Der Herausgeber präsentiert mit diesem Buch einen Praxisleitfaden für den Umgang mit Transidentität und geschlechtlichen Identitäten jenseits von männlich und weiblich (intergeschlechtliche und nichtbinäre Menschen und das sogenannte dritte Geschlecht) in der Arbeitswelt. Das Werk richtet sich an Personalverantwortliche in Unternehmen und im öffentlichen Dienst ebenso wie an Personen, die ein transidentes Coming-out und einen Wechsel der im Arbeitsumfeld gelebten Geschlechtsrolle vor sich haben. Das Buch bietet einen Überblick über den Stand der rechtlichen Rahmenbedingungen geschlechtlicher Transition in Deutschland sowie einen ganzheitlichen und pragmatischen Ansatz für die betriebliche und behördliche Praxis im Umgang mit vielfältigen Geschlechtsidentitäten.

Autor:innen

Der Herausgeber David Scholz ist Berater für Geschäftsentwicklung und Diversity für Kanzleien und Unternehmen. Nach seinem Studium der Rechtswissenschaften und des Wirtschaftsrechts in Trier und Köln (Diplom-Wirtschaftsjurist, FH) sowie einem betriebswirtschaftlichen Masterabschluss (MBA) in den Niederlanden arbeitete er über 20 Jahre als Marketingspezialist und Führungskraft in internationalen Wirtschaftskanzleien. Hier engagierte er sich seit 2012 ehrenamtlich in Diversity-Zusammenhängen, bevor er im Jahr 2016 seinen Geschlechtsrollenwechsel von Frau zu Mann vollzog. Seit 2020 hat er unter anderem Beratungen zu Diversity-Fragen mit einem besonderen Schwerpunkt auf Transidentität in der Arbeitswelt durchgeführt. Seit April 2022 ist er als Experte für strategisches Marketing in einer internationalen Anwaltskanzlei tätig.
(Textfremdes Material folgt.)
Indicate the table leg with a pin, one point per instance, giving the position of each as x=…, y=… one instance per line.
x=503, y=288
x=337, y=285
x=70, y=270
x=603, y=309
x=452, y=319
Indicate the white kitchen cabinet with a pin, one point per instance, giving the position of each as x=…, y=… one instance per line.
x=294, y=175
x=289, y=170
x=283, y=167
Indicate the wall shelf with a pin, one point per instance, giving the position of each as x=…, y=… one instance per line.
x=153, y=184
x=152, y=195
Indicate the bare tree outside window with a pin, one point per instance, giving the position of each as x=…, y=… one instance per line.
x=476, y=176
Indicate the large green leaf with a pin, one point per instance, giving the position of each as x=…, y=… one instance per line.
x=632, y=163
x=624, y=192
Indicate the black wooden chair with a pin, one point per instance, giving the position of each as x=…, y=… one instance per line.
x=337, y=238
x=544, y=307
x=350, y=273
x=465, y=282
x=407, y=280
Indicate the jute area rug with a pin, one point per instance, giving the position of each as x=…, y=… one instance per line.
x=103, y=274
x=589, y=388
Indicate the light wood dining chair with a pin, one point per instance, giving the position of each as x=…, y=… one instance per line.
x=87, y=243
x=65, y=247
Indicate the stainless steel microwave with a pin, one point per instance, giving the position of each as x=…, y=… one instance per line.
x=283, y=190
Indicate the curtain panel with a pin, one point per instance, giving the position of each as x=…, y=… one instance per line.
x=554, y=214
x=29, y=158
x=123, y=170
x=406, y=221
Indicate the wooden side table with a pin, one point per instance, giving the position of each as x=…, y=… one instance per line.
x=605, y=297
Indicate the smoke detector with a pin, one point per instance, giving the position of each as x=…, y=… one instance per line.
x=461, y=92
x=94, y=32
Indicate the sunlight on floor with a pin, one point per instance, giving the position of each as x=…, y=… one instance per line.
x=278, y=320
Jessica Heun, Dr. iur., ist Rechtsanwältin und führt eine auf das Verwaltungsrecht (Öffentliches Dienstrecht/​Beamtenrecht) und die Rechte transidenter Menschen spezialisierte Kanzlei in Berlin. In diesem Zusammenhang hat sie mehrere gerichtliche Grundsatzentscheidungen u.a. im Hinblick auf das Offenbarungsverbot erwirkt. Seit 2004 hat sie zudem viele Jahre als Fraktionsreferentin im Bundestag und im Europäischen Parlament u.a. zu Themen wie Minderheitenrechte sowie Innere Sicherheit und Öffentliches Dienstrecht gearbeitet. Sie hat Rechtswissenschaften mit dem Begleitstudium anglo-amerikanisches Recht studiert und zum Minderheiten- und Diskriminierungsschutz der Roma in der Europäischen Union promoviert.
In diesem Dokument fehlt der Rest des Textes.